Ethanol holds some promise in reducing the state's need for fossil fuels to power vehicles while simultaneously boosting agriculture. As an incentive, the state will require that at least 85 percent of gasoline sold here contain 10 percent ethanol.
The requirement becomes effective next month. However, due to market forces, no ethanol will be produced in Hawaii before mid-2007 when two plants hope to be on line. Even more distant is the abundant availability of crops -- sugar cane and sorghum -- that can be converted into ethanol. Until all the pieces are in place, ethanol use will have a minimum effect in shrinking demand for oil and coal.

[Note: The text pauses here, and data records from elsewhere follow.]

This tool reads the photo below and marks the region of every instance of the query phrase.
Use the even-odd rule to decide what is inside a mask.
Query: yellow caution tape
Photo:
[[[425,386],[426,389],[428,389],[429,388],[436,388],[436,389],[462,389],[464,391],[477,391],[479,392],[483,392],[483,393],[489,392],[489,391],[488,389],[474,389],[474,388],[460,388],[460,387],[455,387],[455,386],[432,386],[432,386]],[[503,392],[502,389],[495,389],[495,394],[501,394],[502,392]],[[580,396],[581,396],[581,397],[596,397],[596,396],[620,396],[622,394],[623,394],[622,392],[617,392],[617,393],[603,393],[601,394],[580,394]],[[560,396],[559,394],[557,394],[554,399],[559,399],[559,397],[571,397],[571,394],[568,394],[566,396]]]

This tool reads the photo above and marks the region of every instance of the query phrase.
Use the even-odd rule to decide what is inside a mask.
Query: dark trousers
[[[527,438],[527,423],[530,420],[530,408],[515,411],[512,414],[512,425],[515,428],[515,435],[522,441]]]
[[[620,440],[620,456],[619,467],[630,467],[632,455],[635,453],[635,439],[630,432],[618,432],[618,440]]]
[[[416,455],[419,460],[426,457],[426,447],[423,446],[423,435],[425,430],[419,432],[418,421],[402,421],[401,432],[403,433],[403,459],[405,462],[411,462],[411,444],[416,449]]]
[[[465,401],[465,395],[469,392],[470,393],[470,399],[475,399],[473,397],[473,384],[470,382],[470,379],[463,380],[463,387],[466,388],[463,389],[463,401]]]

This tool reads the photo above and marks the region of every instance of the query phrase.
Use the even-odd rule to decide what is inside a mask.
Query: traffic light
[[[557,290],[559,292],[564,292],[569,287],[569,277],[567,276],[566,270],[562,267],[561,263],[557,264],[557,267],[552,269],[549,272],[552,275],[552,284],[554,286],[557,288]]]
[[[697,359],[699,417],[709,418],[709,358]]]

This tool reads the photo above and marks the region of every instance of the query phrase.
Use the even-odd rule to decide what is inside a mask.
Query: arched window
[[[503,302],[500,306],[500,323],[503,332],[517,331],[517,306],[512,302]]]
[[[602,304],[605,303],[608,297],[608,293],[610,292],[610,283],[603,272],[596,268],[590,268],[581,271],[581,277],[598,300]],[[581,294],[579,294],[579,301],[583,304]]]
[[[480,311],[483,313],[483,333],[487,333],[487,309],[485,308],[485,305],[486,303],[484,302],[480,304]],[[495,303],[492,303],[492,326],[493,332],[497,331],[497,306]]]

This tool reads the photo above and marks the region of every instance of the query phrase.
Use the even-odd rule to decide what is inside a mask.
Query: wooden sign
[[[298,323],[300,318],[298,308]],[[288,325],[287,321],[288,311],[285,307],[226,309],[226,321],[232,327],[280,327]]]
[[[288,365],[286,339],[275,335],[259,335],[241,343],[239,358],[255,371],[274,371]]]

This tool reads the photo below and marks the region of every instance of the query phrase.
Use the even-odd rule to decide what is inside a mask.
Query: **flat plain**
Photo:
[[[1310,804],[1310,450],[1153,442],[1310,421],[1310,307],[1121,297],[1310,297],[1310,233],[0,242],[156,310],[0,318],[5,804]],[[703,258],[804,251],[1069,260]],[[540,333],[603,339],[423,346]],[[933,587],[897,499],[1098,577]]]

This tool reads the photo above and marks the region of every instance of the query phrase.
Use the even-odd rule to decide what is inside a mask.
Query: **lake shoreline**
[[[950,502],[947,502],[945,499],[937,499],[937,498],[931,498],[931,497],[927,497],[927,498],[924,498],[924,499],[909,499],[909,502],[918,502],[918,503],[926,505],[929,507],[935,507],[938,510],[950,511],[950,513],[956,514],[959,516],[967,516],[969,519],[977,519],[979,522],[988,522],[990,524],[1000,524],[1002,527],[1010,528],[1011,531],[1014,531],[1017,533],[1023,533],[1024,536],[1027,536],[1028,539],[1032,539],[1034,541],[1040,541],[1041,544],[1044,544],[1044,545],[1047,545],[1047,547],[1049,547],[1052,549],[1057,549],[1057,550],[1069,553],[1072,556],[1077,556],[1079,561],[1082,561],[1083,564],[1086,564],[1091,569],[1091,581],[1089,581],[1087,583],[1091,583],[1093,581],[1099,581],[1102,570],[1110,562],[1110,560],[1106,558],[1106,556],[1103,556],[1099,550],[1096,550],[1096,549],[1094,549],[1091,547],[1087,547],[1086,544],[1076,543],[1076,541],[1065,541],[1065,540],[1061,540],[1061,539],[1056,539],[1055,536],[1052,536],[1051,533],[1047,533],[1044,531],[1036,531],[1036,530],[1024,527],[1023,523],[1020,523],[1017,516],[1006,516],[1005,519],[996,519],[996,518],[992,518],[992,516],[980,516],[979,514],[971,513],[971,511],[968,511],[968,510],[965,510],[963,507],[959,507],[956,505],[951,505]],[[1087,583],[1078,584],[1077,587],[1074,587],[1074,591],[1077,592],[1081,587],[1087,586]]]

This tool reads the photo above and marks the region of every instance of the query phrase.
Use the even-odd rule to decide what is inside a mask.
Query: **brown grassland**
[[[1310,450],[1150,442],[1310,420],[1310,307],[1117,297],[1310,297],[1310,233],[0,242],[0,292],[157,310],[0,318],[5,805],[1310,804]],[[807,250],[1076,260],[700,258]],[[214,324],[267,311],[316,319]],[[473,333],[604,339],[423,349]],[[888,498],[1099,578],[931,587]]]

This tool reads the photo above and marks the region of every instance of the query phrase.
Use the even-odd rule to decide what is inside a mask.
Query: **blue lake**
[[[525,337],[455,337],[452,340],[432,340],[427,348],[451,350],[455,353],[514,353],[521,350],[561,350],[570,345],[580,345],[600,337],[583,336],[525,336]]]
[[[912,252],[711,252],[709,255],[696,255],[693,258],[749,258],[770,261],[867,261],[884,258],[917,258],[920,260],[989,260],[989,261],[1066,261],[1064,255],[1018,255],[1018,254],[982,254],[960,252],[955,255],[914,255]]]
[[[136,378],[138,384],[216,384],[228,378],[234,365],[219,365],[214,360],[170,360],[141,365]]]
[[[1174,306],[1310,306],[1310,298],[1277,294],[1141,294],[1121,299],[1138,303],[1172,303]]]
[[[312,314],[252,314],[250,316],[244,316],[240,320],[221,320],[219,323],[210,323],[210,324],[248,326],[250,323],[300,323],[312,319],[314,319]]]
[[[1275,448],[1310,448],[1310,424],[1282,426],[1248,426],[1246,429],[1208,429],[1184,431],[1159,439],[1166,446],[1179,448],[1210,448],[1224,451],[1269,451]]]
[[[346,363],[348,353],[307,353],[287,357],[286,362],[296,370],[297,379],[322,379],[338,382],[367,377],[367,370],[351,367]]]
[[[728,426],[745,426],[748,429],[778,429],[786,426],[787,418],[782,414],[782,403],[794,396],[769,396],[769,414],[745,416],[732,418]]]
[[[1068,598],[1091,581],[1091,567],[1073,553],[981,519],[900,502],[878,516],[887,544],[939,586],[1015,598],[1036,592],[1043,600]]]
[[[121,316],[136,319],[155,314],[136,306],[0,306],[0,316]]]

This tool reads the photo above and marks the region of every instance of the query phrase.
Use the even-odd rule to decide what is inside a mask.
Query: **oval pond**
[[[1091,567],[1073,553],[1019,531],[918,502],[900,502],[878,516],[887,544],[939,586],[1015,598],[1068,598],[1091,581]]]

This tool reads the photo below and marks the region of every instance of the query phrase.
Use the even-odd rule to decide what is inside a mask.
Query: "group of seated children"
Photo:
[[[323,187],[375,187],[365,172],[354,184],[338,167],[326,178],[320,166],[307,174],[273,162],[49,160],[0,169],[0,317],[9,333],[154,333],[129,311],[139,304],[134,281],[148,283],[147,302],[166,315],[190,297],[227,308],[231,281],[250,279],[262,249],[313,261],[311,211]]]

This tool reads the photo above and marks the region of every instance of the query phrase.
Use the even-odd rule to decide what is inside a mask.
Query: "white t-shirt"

Hawaiian Electric, which hasn't yet won approval for its controversial plant, says it would like to burn ethanol, but faces several hurdles, including whether the product can be obtained.
Oahu Ethanol Corp. says it will be ready to open its taps sometime next year, but will have to import molasses for refining since there isn't enough "feedstock" grown here. It eventually plans to grow sorghum, a plant with a high sugar content that makes it a good candidate for ethanol, but harvests are several years away.
Maui Ethanol, which also hopes to be operating next year, will refine sugar grown on Kauai by long-time cane growers Gay & Robinson and from Maui's Hawaiian Sugar & Commercial Co., but both will have to adjust the type of sugar plantings for optimal ethanol production.
The state's dual goals in requiring the ethanol-gasoline blend is to cut fossil-fuel dependence and promote agriculture. For the first, ethanol use is but a small step. Producing ethanol itself entails fossil fuels for electricity, powering harvesting and transportation vehicles and extraction machinery. In time, refiners say, they will be able to run their operations on ethanol or through production "byproducts."
As for promoting agriculture, Hawaii has the climate, soil and expertise for sugar production, but sugar is a thirsty plant and water resources once devoted to plantations aren't as readily available today as in the past. Sorghum's drought tolerance makes it promising and though it is usually less susceptible to disease and insects, the islands' permissive environment might require undesirable herbicide and pesticide application.